- Conference: Big Eight Conference|Missouri Valley Intercollegiate Athletic Association
- North
- Record: 3–8 (3–5 MVIAA)
- Head coach: C.A. Pell;
- Home arena: None

= 1908–09 Drake Bulldogs men's basketball team =

American college basketball season

The 1908–09 Drake Bulldogs men's basketball team represented Drake University in the 1908–09 college basketball season.
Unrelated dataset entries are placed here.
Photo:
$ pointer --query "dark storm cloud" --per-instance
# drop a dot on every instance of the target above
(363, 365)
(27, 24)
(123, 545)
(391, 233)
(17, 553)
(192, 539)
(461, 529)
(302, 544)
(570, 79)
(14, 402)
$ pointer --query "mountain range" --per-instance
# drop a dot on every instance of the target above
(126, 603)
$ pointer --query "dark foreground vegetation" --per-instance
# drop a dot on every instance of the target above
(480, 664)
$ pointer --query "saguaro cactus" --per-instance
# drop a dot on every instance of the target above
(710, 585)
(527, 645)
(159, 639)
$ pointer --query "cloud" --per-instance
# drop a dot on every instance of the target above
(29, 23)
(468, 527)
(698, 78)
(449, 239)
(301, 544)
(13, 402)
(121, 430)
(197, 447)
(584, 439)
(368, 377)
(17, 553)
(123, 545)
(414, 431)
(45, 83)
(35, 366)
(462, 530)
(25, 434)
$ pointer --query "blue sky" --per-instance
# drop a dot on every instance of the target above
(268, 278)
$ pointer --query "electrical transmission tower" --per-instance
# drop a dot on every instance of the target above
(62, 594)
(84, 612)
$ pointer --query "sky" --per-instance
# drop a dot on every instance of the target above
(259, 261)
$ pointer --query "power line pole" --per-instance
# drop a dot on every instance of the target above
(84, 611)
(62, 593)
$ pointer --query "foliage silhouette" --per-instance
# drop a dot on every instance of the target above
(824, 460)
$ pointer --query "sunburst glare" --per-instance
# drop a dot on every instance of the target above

The team was led by third year head coach C.A. Pell. This was also Drake's second season as a member of the Missouri Valley Intercollegiate Athletic Association. They finished with a 1–4 record the previous season. Drake played its first ever home game, a 19–15 win on February 10, 1909, against Nebraska.

== Schedule ==

Missouri Valley Intercollegiate Athletic Association Standing: 3rd North Division
| Date | Opponent* | Location | Time^{#} | Result | Overall | Conference |
Regular Season Games
| January 22, 1909 | Nebraska | Lincoln, NE |  | L 30–39 | 0–1 | 0–1 |
| January 23, 1909 | Nebraska | Lincoln, NE |  | L 12–34 | 0–2 | 0–2 |
| January 26, 1909 | Iowa State College | Ames, IA |  | W 31–24 | 1–2 | 1–2 |
| January 30, 1909 | Grinnell | Grinnell, IA |  | L 8–42 | 1–3 | 1–2 |
| February 10, 1909 | Nebraska | Des Moines, IA |  | W 19–15 | 2–3 | 2–2 |
| February 11, 1909 | Nebraska | Des Moines, IA |  | W 25–15 | 3–3 | 3–2 |
| February 13, 1909 | Iowa State College | Ames, IA |  | L 31–39 | 3–4 | 3–3 |
| February 22, 1909 | Iowa | Des Moines, IA |  | L 13–36 | 3–5 | 3–3 |
| February 24, 1909 | Iowa State College | Des Moines, IA |  | L 22–30 | 3–6 | 3–4 |
| February 26, 1909 | Iowa State College | Des Moines, IA |  | L 30–32 | 3–7 | 3–5 |
| March 2, 1909 | Grinnell | Des Moines, IA |  | L 13–39 | 3–8 | 3–6 |
All times are in EST. Conference games in BOLD.